Re: [LSF/MM TOPIC] Better handling of negative dentries

Dave Chinner <david@xxxxxxxxxxxxx> · Wed, 23 Mar 2022 09:21:14 +1100

On Tue, Mar 22, 2022 at 03:08:33PM +0000, Matthew Wilcox wrote:
> On Wed, Mar 16, 2022 at 01:52:23PM +1100, Dave Chinner wrote:
> > On Wed, Mar 16, 2022 at 10:07:19AM +0800, Gao Xiang wrote:
> > > On Tue, Mar 15, 2022 at 01:56:18PM -0700, Roman Gushchin wrote:
> > > > 
> > > > > On Mar 15, 2022, at 12:56 PM, Matthew Wilcox <willy@xxxxxxxxxxxxx> wrote:
> > > > > 
> > > > > The number of negative dentries is effectively constrained only by memory
> > > > > size.  Systems which do not experience significant memory pressure for
> > > > > an extended period can build up millions of negative dentries which
> > > > > clog the dcache.  That can have different symptoms, such as inotify
> > > > > taking a long time [1], high memory usage [2] and even just poor lookup
> > > > > performance [3].  We've also seen problems with cgroups being pinned
> > > > > by negative dentries, though I think we now reparent those dentries to
> > > > > their parent cgroup instead.
> > > > 
> > > > Yes, it should be fixed already.
> > > > 
> > > > > 
> > > > > We don't have a really good solution yet, and maybe some focused
> > > > > brainstorming on the problem would lead to something that actually works.
> > > > 
> > > > I’d be happy to join this discussion.
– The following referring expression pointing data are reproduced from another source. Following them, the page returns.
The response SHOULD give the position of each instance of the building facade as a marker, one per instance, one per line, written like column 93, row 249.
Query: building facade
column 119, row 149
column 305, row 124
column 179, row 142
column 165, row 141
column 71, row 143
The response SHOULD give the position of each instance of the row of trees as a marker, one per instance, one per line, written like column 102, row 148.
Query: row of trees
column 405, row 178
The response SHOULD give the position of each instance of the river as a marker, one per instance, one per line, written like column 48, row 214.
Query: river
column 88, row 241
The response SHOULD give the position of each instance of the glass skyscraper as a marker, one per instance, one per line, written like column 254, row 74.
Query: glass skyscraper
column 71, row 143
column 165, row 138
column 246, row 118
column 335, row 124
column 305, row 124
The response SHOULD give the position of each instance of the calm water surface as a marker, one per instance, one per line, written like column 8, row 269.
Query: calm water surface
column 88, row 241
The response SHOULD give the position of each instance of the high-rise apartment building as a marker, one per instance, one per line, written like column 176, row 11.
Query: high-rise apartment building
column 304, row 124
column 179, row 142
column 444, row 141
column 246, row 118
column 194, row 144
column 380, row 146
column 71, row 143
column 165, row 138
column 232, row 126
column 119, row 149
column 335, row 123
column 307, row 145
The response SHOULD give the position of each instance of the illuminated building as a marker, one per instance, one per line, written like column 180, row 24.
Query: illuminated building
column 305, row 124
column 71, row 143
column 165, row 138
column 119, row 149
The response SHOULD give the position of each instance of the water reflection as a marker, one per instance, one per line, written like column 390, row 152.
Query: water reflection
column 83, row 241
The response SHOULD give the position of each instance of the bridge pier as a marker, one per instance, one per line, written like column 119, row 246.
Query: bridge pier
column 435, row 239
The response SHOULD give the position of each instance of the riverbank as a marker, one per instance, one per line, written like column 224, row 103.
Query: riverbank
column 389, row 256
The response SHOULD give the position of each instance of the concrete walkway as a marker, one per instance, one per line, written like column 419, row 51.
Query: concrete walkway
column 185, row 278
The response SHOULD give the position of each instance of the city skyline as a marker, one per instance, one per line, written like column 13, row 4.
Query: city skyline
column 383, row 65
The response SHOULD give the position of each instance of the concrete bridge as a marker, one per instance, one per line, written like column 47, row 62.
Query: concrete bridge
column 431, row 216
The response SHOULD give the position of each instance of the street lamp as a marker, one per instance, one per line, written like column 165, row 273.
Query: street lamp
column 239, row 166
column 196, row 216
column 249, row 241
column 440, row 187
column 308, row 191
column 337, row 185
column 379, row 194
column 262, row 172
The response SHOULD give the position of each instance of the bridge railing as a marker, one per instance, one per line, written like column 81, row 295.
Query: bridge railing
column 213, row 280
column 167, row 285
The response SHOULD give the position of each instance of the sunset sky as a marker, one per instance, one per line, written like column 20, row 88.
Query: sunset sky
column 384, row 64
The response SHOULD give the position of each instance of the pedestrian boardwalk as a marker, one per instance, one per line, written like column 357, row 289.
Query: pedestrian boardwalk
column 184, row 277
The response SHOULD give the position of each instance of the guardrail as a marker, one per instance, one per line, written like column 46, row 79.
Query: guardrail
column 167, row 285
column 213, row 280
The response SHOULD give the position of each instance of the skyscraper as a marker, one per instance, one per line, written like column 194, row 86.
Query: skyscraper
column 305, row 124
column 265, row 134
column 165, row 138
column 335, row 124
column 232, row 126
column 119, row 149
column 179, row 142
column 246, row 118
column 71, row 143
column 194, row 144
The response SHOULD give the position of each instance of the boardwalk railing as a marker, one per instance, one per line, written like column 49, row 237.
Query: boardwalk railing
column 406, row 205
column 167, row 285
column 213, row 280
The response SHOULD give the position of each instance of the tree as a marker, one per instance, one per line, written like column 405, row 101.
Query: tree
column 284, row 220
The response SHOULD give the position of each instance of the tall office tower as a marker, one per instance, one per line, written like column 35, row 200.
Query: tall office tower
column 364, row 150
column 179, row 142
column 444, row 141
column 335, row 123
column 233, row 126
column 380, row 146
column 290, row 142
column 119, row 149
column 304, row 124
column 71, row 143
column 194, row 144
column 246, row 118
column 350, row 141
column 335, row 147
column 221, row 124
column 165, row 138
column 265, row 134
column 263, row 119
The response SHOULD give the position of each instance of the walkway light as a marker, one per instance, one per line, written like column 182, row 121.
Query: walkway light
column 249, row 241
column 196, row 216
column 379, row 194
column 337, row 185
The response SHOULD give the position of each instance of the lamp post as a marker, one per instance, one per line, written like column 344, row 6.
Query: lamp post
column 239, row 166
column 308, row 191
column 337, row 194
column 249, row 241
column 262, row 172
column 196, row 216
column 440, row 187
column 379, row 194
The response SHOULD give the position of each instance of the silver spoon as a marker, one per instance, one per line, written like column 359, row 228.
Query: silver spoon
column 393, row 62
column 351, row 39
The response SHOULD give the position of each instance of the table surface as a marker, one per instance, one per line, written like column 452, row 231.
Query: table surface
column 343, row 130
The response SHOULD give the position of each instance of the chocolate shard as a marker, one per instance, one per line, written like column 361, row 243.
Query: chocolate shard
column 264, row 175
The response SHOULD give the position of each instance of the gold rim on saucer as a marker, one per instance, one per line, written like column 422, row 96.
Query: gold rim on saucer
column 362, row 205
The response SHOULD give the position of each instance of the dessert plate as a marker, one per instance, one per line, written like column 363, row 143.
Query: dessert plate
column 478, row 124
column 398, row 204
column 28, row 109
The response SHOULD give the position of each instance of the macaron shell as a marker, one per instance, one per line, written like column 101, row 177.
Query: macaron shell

And in my opinion it’s going beyond negative dentries: there are other types of objects which tend to grow beyond any reasonable limits if there is no memory pressure.
> > > 
> > > +1, we once had a similar issue as well, and agree that is not only
> > > limited to negative dentries but all too many LRU-ed dentries and inodes.
> > 
> > Yup, any discussion solely about managing buildup of negative
> > dentries doesn't acknowledge that it is just a symptom of larger
> > problems that need to be addressed.
> 
> Yes, but let's not make this _so_ broad a discussion that it becomes
> unsolvable.  Rather, let's look for a solution to this particular problem
> that can be adopted by other caches that share a similar problem.
> 
> For example, we might be seduced into saying "this is a slab problem"
> because all the instances we have here allocate from slab.  But slab
> doesn't have enough information to solve the problem.  Maybe the working
> set of the current workload really needs 6 million dentries to perform
> optimally.  Maybe it needs 600.  Slab can't know that.  Maybe slab can
> play a role here, but the only component which can know the appropriate
> size for a cache is the cache itself.

Yes, that's correct, but it also misses the fact that we need to
replicate this for inodes, various filesystem caches that have LRUs
and shrinkers because they can grow very large very quickly (e.g.
the xfs buffer and dquot caches, the ext4 extent cache shrinker, nfs
has several shrinkable caches, etc)

> I think the logic needs to be in d_alloc().  Before it calls __d_alloc(),
> it should check ... something ... to see if it should try to shrink
> the LRU list.

ANd therein lies the issue - the dcache, inode cache, the xfs buffer
cache, the xfs dquot cache, the gfs2 dquot cache, and the nfsv4 xattr
cache all use list_lru for LRU reclaim of objects via a shrinker.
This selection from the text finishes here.